Architecture Summary

┌─────────────────────────────────────────────────────┐
│                  AI Context OS Desktop               │
│  ┌─────────────┐  ┌──────────┐  ┌───────────────┐  │
│  │  File       │  │ Scoring  │  │  Governance   │  │
│  │  Explorer   │  │ Engine   │  │  & Health     │  │
│  └──────┬──────┘  └────┬─────┘  └───────┬───────┘  │
│         │              │                │            │
│  ┌──────▼──────────────▼────────────────▼───────┐   │
│  │              Workspace (~/AI-Context-OS/)      │   │
│  │  inbox/ sources/ .ai/ ... your/folders/       │   │
│  │  claude.md  _index.yaml  .cache/              │   │
│  └──────────────────────────┬────────────────────┘   │
└─────────────────────────────┼──────────────────────┘
                              │
          ┌───────────────────┼───────────────────┐
          │                   │                   │
    ┌─────▼──────┐    ┌──────▼──────┐    ┌──────▼──────┐
    │ MCP stdio  │    │  MCP HTTP   │    │   Static    │
    │ (CLI tools)│    │ :3847 (IDE) │    │  .md files  │
    └─────┬──────┘    └──────┬──────┘    └──────┬──────┘
          │                  │                   │
    ┌─────▼──────┐    ┌──────▼──────┐    ┌──────▼──────┐
    │Claude Code │    │   Cursor    │    │   Any AI    │
    │  Codex CLI │    │  Windsurf   │    │   reading   │
    └────────────┘    └─────────────┘    │ claude.md   │
                                         └─────────────┘

Current Status

AI Context OS is in active development.

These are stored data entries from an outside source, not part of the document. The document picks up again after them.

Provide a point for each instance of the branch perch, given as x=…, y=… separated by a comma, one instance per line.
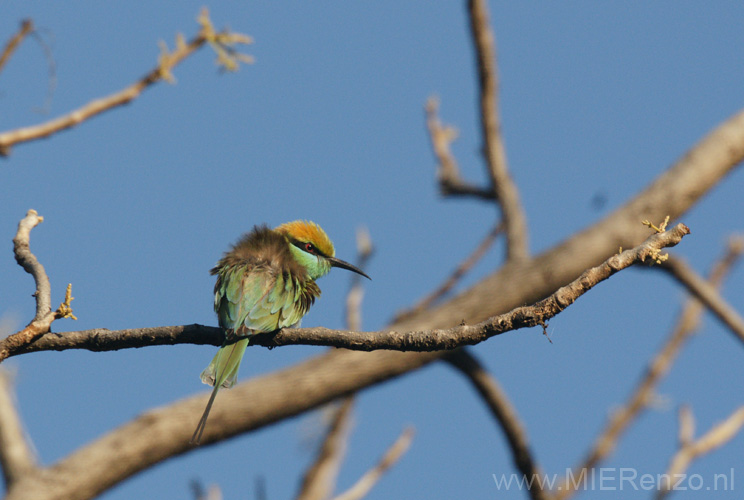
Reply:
x=657, y=368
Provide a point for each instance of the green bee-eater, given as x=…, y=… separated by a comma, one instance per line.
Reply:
x=265, y=282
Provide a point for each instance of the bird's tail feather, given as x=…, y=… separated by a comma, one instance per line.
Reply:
x=221, y=372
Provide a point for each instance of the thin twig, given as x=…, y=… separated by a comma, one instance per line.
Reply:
x=643, y=394
x=689, y=450
x=368, y=480
x=493, y=148
x=414, y=340
x=30, y=263
x=365, y=249
x=320, y=479
x=707, y=294
x=223, y=43
x=17, y=456
x=505, y=414
x=450, y=182
x=42, y=322
x=27, y=26
x=461, y=270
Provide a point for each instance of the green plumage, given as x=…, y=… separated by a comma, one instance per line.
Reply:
x=264, y=283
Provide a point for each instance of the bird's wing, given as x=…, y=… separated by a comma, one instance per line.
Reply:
x=258, y=299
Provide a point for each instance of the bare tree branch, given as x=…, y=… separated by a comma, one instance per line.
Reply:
x=370, y=478
x=456, y=275
x=30, y=264
x=17, y=456
x=506, y=416
x=690, y=450
x=417, y=340
x=320, y=479
x=450, y=182
x=42, y=322
x=223, y=43
x=27, y=26
x=164, y=433
x=707, y=294
x=672, y=193
x=506, y=192
x=621, y=418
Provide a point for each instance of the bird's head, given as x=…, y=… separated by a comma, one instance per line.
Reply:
x=313, y=249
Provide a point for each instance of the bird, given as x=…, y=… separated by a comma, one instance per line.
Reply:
x=265, y=282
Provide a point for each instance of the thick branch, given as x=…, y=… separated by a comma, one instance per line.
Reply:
x=504, y=413
x=164, y=433
x=643, y=394
x=168, y=60
x=672, y=193
x=515, y=222
x=416, y=340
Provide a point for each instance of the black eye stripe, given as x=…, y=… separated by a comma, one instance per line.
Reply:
x=302, y=245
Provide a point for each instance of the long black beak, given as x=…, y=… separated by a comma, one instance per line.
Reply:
x=345, y=265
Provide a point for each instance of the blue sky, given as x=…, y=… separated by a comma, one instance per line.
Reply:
x=597, y=100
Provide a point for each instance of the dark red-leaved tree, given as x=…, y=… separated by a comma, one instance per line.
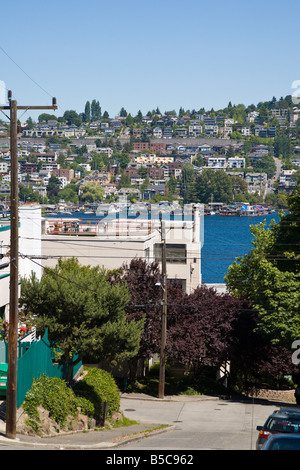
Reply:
x=253, y=356
x=200, y=327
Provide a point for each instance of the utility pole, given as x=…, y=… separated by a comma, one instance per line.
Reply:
x=162, y=366
x=11, y=394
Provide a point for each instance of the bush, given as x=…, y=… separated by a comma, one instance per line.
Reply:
x=97, y=387
x=53, y=395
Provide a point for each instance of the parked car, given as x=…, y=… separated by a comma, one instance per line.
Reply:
x=297, y=395
x=282, y=442
x=282, y=421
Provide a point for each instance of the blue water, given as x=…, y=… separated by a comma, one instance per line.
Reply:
x=226, y=238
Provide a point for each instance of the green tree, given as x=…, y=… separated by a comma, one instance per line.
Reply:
x=269, y=276
x=83, y=312
x=53, y=188
x=87, y=112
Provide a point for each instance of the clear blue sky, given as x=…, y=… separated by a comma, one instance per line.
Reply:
x=141, y=55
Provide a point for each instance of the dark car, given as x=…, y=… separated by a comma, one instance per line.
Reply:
x=282, y=442
x=283, y=421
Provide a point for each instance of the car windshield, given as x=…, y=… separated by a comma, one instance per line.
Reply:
x=285, y=444
x=284, y=424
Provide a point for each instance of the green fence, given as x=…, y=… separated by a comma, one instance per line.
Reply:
x=35, y=360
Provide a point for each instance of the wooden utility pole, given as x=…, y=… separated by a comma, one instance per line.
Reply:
x=162, y=366
x=11, y=393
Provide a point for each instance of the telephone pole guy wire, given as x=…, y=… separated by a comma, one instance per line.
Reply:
x=11, y=395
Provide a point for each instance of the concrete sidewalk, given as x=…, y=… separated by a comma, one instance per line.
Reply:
x=97, y=439
x=101, y=439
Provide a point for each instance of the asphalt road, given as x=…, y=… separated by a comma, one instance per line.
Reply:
x=210, y=424
x=197, y=424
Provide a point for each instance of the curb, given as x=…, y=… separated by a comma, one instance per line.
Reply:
x=100, y=445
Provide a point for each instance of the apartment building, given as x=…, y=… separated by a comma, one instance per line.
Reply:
x=117, y=239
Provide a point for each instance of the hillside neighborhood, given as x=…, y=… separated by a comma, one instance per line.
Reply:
x=99, y=285
x=146, y=157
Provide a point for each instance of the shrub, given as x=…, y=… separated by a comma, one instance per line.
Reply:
x=97, y=387
x=52, y=394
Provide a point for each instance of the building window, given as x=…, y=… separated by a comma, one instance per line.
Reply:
x=175, y=253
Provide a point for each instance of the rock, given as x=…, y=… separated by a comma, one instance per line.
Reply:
x=46, y=426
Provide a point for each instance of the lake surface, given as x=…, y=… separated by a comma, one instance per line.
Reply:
x=226, y=238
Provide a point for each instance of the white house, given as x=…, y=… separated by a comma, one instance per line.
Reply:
x=236, y=162
x=116, y=240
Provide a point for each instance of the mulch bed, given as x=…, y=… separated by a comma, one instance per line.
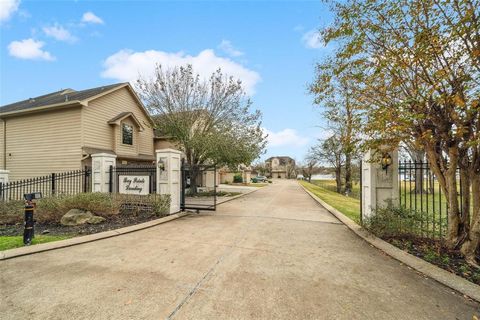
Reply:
x=435, y=252
x=113, y=222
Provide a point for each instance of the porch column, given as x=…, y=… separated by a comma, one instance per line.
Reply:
x=4, y=176
x=101, y=163
x=247, y=174
x=168, y=176
x=379, y=184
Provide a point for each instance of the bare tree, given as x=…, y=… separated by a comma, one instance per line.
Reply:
x=330, y=151
x=210, y=120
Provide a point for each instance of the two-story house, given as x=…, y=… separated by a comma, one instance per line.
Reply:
x=280, y=167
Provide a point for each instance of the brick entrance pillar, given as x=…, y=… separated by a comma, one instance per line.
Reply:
x=379, y=185
x=168, y=176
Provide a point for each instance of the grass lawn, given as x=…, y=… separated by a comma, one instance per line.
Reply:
x=346, y=205
x=10, y=242
x=332, y=186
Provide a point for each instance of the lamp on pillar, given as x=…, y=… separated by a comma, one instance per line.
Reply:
x=386, y=161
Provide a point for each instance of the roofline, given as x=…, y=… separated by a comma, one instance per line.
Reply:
x=84, y=103
x=42, y=108
x=120, y=86
x=127, y=115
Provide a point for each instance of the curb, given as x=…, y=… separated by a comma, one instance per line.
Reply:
x=440, y=275
x=23, y=251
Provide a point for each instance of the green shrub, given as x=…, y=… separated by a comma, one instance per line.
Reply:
x=11, y=212
x=134, y=204
x=237, y=178
x=394, y=222
x=51, y=209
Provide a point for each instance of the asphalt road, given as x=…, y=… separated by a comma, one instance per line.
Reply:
x=273, y=254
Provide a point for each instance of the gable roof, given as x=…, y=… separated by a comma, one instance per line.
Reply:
x=61, y=97
x=282, y=159
x=121, y=116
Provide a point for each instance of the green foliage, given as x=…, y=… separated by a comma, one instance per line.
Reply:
x=237, y=178
x=11, y=212
x=51, y=209
x=391, y=221
x=155, y=203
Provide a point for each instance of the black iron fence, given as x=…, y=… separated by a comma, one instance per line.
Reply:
x=64, y=183
x=423, y=203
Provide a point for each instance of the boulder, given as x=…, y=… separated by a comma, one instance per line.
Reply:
x=75, y=217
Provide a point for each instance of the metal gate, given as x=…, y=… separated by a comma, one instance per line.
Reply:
x=199, y=187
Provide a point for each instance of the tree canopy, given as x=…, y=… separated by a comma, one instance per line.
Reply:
x=210, y=120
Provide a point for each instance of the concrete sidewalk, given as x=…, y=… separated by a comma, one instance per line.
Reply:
x=273, y=254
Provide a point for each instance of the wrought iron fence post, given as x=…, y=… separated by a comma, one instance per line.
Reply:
x=53, y=184
x=361, y=194
x=85, y=180
x=110, y=179
x=182, y=186
x=215, y=188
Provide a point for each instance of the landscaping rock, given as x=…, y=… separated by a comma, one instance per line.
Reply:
x=76, y=217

Core features are stable and in daily use:

✅ Workspace setup and file ontology
✅ YAML frontmatter + L0/L1/L2 tiered content
✅ Hybrid 6-signal scoring engine (Rust)
✅ Intent-adaptive weight profiles
✅ Query expansion
✅ MCP server (stdio + HTTP/SSE)
✅ Multi-tool router with adapters (Claude, Cursor, Windsurf, Codex)
✅ Governance (decay, conflicts, consolidation, scratch TTL)
✅ Health score (5-component)
✅ Observability (SQLite, query history)
✅ Simulation view (preview context for any query)
✅ Journal (daily outliner, Logseq-style)
✅ Tasks (YAML-frontmatter tasks with state/priority)
✅ Graph visualization (memory connectivity) with community coloring
✅ Community detection (LPA + tag co-occurrence) feeding graph proximity score
✅ God nodes governance tab (importance mismatch detection)
✅ Backup/restore

On the roadmap:

⬚ Local embedding model for true semantic scoring
⬚ Agents marketplace (installable agent templates)
⬚ Multi-workspace support
⬚ Import from Obsidian/Logseq

Built with Tauri v2, React, TypeScript (frontend) and Rust (backend). Packaged as a native desktop app for macOS, Windows, and Linux.